The history of flash memory is closely related to the history of the digital camera . The first CompactFlash medium with a capacity of four megabytes was introduced by SanDisk in 1994 . When M-Systems launched a solid state disk in 1996, the flash memory became interesting for private users. In 1998 Sony introduced the first memory stick , these were also used in older versions of the PlayStation .
Flash memories are used wherever information has to be stored non-volatile ( persistent ) in the smallest of spaces - without permanent supply voltage. This also includes memory cards for digital cameras and other mobile devices such as cell phones , smartphones and handhelds . Other designs or devices in which this storage technology is used are USB sticks and MP3 players as well as the already historic DiskOnChip . The latter were used, for example, for the permanent storage of firmware in many devices with microcontrollers ( embedded systems , BIOS ); for the same purpose, increasingly integrated on the microcontroller itself: embedded flash .
The use as the main mass storage medium in computer systems is of increasing interest . Here Flash Memory may take the form of solid-state drives (dt. Solid state drive), the conventional magnetic hard drives (English hard disk drive replace or supplement (see.) Hybrid hard drives ).

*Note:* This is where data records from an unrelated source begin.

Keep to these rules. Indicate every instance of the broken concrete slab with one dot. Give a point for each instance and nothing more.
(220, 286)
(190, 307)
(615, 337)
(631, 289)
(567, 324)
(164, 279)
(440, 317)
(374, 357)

In a flash EEPROM memory information (to be bits ) in a memory unit (memory cell) in the form of electric charges on a floating gate or a charge trapping memory element of a metal-insulator-semiconductor field effect transistor ( English Metal Insulator Solid State Field Effect Transistor, MISFET ). In both cases, the charges on the gate (stationary space charges), as with normal MISFETs, influence the charge carriers in the area below between the source and drain contact (the so-called channel), which influences the electrical conductivity of the field effect transistor and thus permanent information storage becomes possible.
Unlike the gate in normal MISFETs, the floating gate is electrically isolated from all other parts (channel region and from the control gate) by a dielectric (currently mostly silicon dioxide ); the potential on the floating gate is therefore undefined basically (this is also called floating , English floating , hereinafter). In a charge-trapping memory which takes over an electrically non-conductive layer of silicon nitride , the electron and hole are at bonding locations (English trapping center ) held stationary. Although the two variants have clear differences in the structure, the functional principle with stationary electrical charges, which influence a MISFET in its properties, is the same in both cases.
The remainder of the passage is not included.